I love when friends and readers ask me questions I’ve never been asked before, especially when I don’t know the answer. It’s a learning opportunity! On Sunday, a friend asked how she could find out the seasonal wind direction for some property she is purchasing and planning to turn into a farm. Her goal is to be sure the barn isn’t upwind of the bedroom. Smart thinking!
While I doubted the town nearby had weather records, I knew there must be some data out there I could find to give her a good approximation. So, I asked a climatologist friend where I should look. She suggested looking at the North Carolina Climate Office’s wind rose tool.
The climate office’s website defines a wind rose as “a graphical tool used to show wind speed and wind direction for a particular location over a specified period of time.” The tool allows you to choose from a multitude of stations in six states plus Puerto Rico with hourly wind measurements.

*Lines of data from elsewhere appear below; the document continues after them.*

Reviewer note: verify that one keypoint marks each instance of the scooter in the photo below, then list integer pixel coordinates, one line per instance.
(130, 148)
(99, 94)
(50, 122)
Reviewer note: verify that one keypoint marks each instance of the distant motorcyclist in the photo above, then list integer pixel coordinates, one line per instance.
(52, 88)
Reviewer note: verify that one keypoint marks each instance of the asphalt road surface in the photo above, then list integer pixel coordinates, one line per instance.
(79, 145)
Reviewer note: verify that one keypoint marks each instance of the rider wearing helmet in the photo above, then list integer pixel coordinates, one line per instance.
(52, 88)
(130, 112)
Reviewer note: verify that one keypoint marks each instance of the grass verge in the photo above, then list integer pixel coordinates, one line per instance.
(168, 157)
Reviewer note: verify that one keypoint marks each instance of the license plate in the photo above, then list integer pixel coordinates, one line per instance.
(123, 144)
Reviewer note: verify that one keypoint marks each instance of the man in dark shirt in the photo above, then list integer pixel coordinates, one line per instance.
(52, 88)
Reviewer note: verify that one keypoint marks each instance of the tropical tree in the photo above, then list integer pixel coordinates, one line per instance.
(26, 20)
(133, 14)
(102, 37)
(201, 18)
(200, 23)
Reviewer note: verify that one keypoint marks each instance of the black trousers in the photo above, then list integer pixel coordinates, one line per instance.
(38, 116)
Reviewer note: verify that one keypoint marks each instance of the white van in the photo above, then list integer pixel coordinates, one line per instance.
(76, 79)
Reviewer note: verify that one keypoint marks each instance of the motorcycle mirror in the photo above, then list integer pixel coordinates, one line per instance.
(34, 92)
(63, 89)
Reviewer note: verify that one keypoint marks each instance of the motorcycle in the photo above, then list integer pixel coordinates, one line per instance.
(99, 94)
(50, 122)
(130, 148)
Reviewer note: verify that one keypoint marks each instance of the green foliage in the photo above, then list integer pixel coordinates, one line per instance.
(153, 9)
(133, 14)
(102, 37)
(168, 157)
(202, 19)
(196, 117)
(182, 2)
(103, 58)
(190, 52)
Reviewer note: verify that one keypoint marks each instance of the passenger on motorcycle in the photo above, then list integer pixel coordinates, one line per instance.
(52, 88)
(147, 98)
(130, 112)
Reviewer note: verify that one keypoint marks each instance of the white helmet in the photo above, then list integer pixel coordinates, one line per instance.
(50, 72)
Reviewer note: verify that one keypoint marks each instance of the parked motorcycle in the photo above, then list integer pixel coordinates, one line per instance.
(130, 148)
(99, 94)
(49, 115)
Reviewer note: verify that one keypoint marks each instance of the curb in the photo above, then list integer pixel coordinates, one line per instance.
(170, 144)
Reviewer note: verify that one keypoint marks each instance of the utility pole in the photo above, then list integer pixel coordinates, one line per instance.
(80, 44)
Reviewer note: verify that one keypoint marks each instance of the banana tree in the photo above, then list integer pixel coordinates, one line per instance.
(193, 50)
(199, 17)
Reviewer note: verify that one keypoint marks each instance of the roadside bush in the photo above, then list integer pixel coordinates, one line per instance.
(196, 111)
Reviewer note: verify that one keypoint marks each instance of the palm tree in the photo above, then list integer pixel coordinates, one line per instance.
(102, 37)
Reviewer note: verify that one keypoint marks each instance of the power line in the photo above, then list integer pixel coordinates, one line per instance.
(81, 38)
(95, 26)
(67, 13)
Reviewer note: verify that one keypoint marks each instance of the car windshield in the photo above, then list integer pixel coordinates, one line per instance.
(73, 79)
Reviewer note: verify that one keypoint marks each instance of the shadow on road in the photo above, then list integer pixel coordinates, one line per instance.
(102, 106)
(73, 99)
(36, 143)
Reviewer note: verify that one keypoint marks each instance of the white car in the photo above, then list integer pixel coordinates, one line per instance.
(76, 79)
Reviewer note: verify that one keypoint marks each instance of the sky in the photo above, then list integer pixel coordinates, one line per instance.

I could tell it would prove a useful tool in the future, but not in this case. The farm in question is in southern Michigan – not in one of the six states covered. I looked up that state’s climate office website, and it didn’t prove nearly as user friendly as ours. So, I decided to take a different route and use the information provided by her local National Weather Service office.
Grand Rapids, Michigan, issues a climatological report annually for some of it’s official reporting sites. Battle Creek was the closest to the farm. I looked at the data for 2017 and 2016, and the info was pretty consistent with the average direction between the two years being just six degrees apart. In case you’re wondering, those degrees refer to the 360 degrees of direction on a compass with zero or 360 degrees being north and 180 degrees being south.
Meteorologists usually refer to the direction from which the wind is coming. A wind direction of 241 degrees means that the wind is coming from the west-southwest and blowing toward the east-northeast. In this case, we are considering the average wind direction over the course of the year, and without a wind rose to give more detail, there are some assumptions being made. We’re assuming over the long term, she’ll see the wind coming from that general direction. One thing to keep in mind with averages though, is that sometimes it takes extremes to get that average.
Cape Hatteras is a good case in point for wind extremes while Raleigh-Durham International Airport is an example of the typical direction being closer to average. Cape Hatteras has greater exposure to tropical cyclones and nor’easters and diurnal wind oscillations – meaning sea breezes and land breezes. With the exception of the occasional tropical system reaching inland, RDU’s winds tend to be generated by land-based weather systems and its piedmont geography. You can look at the wind roses for each location to see the similarities and differences.
By sharing this information, I hope to give you the ability to do your own research using recorded observational data and tools your tax dollars are backing. This is publicly-supported science at work!